- Born: Soufrière, Dominica
- Education: University of Manchester (PhD)
- Known for: Compact Muon Solenoid at CERN; Bayesian methods in particle physics
- Awards: Fellow of the American Physical Society Robert O. Lawton Distinguished Professor Kirby W. Kemper Endowed Professor of Physics
- Scientific career
- Fields: Particle physics
- Workplaces: Florida State University

= Harrison Prosper =

British-American particle physicist

Harrison Bertrand Prosper is a Dominican-born British-American particle physicist and the Kirby W. Kemper Endowed Professor of Physics at Florida State University (FSU). He is known for his contributions to experimental particle physics, particularly through his work with the Compact Muon Solenoid experiment at CERN's Large Hadron Collider (LHC). Prosper is also recognised for advancing the use of Bayesian statistical methods in high-energy physics and for promoting diversity in the sciences.
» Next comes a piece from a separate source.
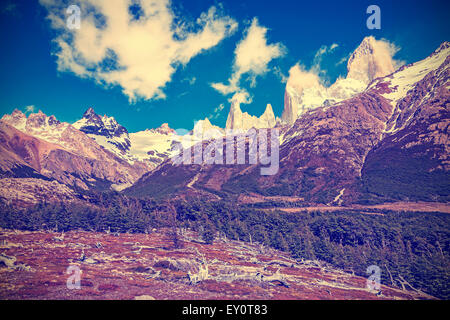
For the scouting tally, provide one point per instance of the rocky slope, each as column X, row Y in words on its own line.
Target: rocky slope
column 131, row 266
column 58, row 151
column 239, row 120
== Early life and education ==
Prosper was born in Soufrière, Dominica and later moved to the United Kingdom. He earned his Ph.D. in physics from the University of Manchester, where he specialised in experimental particle physics.

== Career ==
After completing his Ph.D. in physics at the University of Manchester, Prosper held research positions in the UK and the US before joining FSU in 1993. At FSU, he became involved in the CMS experiment at CERN's Large Hadron Collider (LHC), contributing to searches for supersymmetry, dark matter, and precision studies of the Higgs boson.
He has also advanced the use of Bayesian inference and modern machine learning techniques in high-energy physics analysis. Prosper's research spans particle collisions, rare event detection, and advanced statistical methods, and he has co-authored over 1,000 publications as part of CMS.

== Advocacy ==
Prosper is active in promoting diversity and equity in science, having spoken at conferences about the need to support underrepresented minorities in physics. He has also mentored students from diverse backgrounds and contributed to outreach programmes in the United States and the Caribbean, including serving as a recurring mentor in the Google Summer of Code programme.

== Awards ==
- Named Fellow of the American Physical Society (APS) for contributions to high-energy physics.
- Appointed Kirby W. Kemper Endowed Professor of Physics at Florida State University.
- Named Robert O. Lawton Distinguished Professor, the highest faculty honour at Florida State University.

==Personal life==
Prosper met his wife, Marie-France Prosper-Chartier, a French woman, through a stint at an English middle school. She became a professor of modern languages at Florida State University. They have a daughter, mathematical biologist Olivia Prosper Feldman.